For my own curiosity, I increased my coffee budget and re-ran my analysis to see if I would be able find to find a significantly better coffee by spend 4 more dollars which would make my coffee budget $\$ 15.99$.

```{r}
coffees_within_higher_budget <- coffee_price_per_ounces %>% 
  arrange(
    rating
  ) %>% 
  filter(
    price_per_12oz <= (budget_per_bag + 4) &
      rating > 89
  )

coffees_within_higher_budget %>% 
  tabyl(rating)
```

```{r}

final2 <- subset(coffees_within_higher_budget, rating == max(rating))

final2 %>%
  summarize(roaster, name, rating, location, origin, roast, price_per_12oz, review_date) %>% gt()
```

By adding just 4 dollars to my coffee budget, I am able to choose from 250 coffees that are rated above 90 and 2 of which that are rated at 96. 

#6. Final Summary
At the beginning of this project, I set out to determine if I could find a better rated coffee for the same price as I spend on a 12oz bag of Portland Coffee Roaster's Goose Hollow beans.
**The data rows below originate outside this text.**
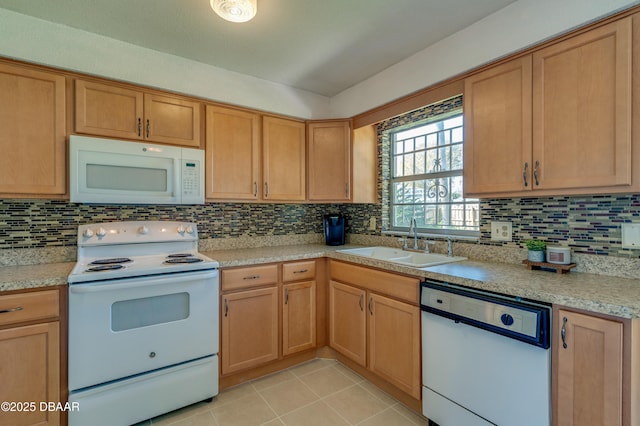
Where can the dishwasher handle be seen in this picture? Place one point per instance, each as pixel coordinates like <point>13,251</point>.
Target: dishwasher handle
<point>459,303</point>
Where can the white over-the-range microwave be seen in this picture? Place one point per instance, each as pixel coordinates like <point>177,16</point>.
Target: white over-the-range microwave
<point>108,171</point>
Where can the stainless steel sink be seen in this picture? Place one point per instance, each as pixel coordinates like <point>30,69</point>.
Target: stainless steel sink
<point>402,257</point>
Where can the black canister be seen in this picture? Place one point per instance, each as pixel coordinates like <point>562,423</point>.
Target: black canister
<point>334,225</point>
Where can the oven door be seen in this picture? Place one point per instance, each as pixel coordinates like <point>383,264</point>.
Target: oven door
<point>119,328</point>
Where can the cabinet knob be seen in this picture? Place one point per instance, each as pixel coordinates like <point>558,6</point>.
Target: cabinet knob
<point>563,332</point>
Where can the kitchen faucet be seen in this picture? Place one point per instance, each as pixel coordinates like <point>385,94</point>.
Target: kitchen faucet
<point>412,227</point>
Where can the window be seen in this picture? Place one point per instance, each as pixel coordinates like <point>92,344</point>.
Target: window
<point>426,165</point>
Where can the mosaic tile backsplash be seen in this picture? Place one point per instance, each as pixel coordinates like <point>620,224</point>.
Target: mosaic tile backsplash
<point>45,223</point>
<point>586,224</point>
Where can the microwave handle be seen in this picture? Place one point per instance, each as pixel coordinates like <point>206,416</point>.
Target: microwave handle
<point>129,283</point>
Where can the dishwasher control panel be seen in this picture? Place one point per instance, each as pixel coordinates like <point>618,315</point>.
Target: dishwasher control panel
<point>510,316</point>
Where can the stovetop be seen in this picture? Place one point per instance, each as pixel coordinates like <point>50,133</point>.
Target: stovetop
<point>114,250</point>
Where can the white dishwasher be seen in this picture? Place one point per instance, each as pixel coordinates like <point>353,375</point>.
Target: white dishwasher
<point>485,358</point>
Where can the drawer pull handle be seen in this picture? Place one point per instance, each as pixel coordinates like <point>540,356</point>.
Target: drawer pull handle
<point>6,311</point>
<point>252,277</point>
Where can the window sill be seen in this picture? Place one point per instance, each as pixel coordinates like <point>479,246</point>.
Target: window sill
<point>433,236</point>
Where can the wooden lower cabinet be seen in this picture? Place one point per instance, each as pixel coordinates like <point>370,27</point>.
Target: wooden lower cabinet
<point>347,321</point>
<point>30,366</point>
<point>589,362</point>
<point>375,330</point>
<point>298,317</point>
<point>394,342</point>
<point>249,329</point>
<point>268,313</point>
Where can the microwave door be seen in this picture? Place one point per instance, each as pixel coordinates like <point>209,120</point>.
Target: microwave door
<point>126,178</point>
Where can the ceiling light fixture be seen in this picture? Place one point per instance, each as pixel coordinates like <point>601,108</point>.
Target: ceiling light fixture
<point>235,10</point>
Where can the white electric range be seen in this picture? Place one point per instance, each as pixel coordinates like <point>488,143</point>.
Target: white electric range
<point>143,322</point>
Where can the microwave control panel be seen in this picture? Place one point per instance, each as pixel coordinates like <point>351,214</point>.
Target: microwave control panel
<point>192,176</point>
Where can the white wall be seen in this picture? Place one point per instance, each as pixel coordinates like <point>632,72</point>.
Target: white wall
<point>35,40</point>
<point>519,25</point>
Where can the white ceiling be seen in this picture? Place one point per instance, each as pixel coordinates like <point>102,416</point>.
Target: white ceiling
<point>322,46</point>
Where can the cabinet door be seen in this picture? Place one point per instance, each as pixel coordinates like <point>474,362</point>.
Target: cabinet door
<point>394,342</point>
<point>589,385</point>
<point>107,110</point>
<point>32,132</point>
<point>497,129</point>
<point>329,161</point>
<point>30,371</point>
<point>172,120</point>
<point>582,110</point>
<point>232,154</point>
<point>347,321</point>
<point>249,329</point>
<point>298,317</point>
<point>284,159</point>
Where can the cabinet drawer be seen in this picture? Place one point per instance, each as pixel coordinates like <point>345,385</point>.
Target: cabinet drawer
<point>399,286</point>
<point>233,279</point>
<point>299,271</point>
<point>15,308</point>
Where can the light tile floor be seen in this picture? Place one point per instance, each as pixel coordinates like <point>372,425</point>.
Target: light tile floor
<point>318,392</point>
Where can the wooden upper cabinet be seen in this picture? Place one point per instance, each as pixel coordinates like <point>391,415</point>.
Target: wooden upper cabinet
<point>556,122</point>
<point>119,112</point>
<point>32,132</point>
<point>283,159</point>
<point>589,388</point>
<point>582,109</point>
<point>232,154</point>
<point>108,110</point>
<point>497,128</point>
<point>329,161</point>
<point>172,120</point>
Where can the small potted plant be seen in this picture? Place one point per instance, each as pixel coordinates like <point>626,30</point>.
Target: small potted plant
<point>536,250</point>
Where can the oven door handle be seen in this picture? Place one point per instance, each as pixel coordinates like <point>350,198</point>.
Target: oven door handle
<point>129,283</point>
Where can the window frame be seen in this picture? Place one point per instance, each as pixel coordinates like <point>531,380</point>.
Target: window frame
<point>427,175</point>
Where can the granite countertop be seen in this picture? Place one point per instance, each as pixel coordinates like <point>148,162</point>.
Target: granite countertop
<point>34,276</point>
<point>596,293</point>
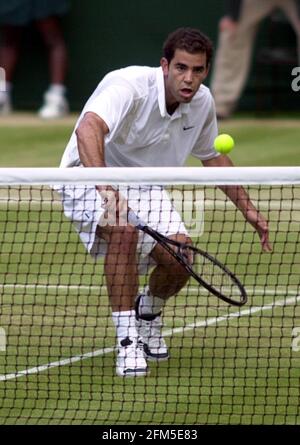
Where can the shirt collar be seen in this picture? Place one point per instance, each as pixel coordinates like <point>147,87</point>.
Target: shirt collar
<point>182,109</point>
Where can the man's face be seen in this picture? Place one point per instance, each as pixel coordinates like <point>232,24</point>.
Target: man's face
<point>183,76</point>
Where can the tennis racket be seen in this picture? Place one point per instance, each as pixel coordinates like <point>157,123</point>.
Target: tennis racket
<point>204,268</point>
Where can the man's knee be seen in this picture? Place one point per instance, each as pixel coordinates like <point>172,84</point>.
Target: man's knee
<point>120,239</point>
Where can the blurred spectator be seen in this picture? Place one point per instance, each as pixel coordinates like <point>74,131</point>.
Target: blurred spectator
<point>14,15</point>
<point>237,32</point>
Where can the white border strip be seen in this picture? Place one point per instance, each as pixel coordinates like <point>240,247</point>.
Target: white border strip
<point>168,333</point>
<point>153,175</point>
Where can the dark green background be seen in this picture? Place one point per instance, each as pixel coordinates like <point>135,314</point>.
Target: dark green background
<point>103,35</point>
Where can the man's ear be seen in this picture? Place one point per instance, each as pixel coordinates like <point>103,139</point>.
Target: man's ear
<point>165,66</point>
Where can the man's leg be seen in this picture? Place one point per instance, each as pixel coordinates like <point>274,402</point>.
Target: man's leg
<point>291,11</point>
<point>233,56</point>
<point>55,103</point>
<point>9,54</point>
<point>122,284</point>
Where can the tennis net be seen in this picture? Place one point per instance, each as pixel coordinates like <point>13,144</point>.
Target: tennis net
<point>227,365</point>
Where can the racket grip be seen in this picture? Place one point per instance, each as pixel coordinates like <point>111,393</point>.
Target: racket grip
<point>135,220</point>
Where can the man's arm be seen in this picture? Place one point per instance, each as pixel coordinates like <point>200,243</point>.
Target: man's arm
<point>241,199</point>
<point>91,148</point>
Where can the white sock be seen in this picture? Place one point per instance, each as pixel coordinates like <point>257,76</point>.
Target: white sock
<point>125,324</point>
<point>57,88</point>
<point>150,305</point>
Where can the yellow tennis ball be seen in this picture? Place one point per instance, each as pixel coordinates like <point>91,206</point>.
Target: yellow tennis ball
<point>224,143</point>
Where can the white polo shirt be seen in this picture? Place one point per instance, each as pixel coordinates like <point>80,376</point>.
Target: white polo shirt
<point>132,103</point>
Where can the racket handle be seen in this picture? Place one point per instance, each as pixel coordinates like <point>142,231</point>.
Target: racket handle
<point>135,220</point>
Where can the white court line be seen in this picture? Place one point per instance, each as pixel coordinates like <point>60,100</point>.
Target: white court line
<point>257,290</point>
<point>167,333</point>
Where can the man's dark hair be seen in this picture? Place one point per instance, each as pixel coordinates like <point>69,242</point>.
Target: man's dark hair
<point>190,40</point>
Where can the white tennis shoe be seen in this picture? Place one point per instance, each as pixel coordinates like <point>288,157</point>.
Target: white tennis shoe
<point>5,103</point>
<point>131,360</point>
<point>149,331</point>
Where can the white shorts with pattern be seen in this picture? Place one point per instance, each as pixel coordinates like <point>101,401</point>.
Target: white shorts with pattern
<point>83,206</point>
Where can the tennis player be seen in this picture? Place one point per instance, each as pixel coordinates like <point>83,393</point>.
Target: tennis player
<point>145,117</point>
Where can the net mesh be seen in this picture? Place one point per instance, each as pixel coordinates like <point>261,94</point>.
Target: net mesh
<point>227,365</point>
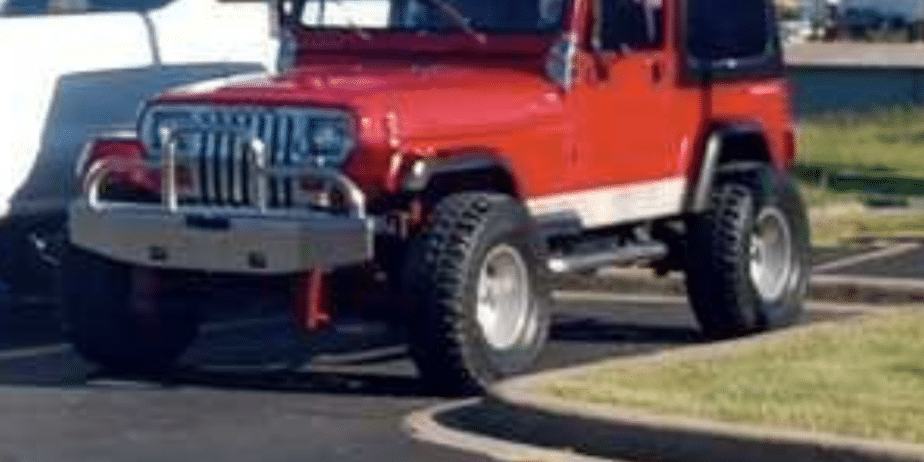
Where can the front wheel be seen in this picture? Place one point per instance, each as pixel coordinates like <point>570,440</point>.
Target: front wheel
<point>123,318</point>
<point>748,256</point>
<point>479,293</point>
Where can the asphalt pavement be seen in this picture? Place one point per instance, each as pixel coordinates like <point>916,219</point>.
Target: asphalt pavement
<point>253,389</point>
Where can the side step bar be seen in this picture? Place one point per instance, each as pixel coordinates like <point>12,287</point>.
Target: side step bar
<point>622,255</point>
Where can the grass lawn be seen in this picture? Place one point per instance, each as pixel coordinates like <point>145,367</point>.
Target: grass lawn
<point>846,159</point>
<point>886,143</point>
<point>863,378</point>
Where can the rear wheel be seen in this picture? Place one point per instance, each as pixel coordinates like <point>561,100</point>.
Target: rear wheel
<point>479,293</point>
<point>747,257</point>
<point>124,318</point>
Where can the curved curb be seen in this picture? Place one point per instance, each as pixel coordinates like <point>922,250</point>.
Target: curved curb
<point>823,287</point>
<point>691,439</point>
<point>423,426</point>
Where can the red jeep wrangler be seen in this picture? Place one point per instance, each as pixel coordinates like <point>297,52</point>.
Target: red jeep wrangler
<point>445,158</point>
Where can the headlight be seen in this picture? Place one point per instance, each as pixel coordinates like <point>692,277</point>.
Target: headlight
<point>153,120</point>
<point>328,139</point>
<point>291,135</point>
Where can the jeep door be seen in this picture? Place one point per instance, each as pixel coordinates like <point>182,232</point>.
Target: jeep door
<point>623,97</point>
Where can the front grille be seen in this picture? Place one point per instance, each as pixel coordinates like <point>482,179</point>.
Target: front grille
<point>217,171</point>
I was not sure if that would be possible as good coffee can be expensive. Based on this analysis, I can say that with the prices listed in the dataset, I can find a lot of better rated coffees for the same or lower price. I was surpised to see how many options there were because I tend to find whatever local coffee is the cheapest at the grocery store. One caveat to this conclusion is that the prices listed in this dataset may not have been updated since the review occurred for the coffee. Some of the reviews are as old as 2010 and due to global inflation, coffee prices have drastically changed in this time. Without an updated cost list, it is difficult to determine how well my analysis translates to the cost of coffee at your local grocery store this. That beginning said, with an updated cost list, this tool can be quickly updated to accommodate the new prices. At this point, the only thing left is to actually buy the coffees and determine if the additional few dollars are worth it. Cheers!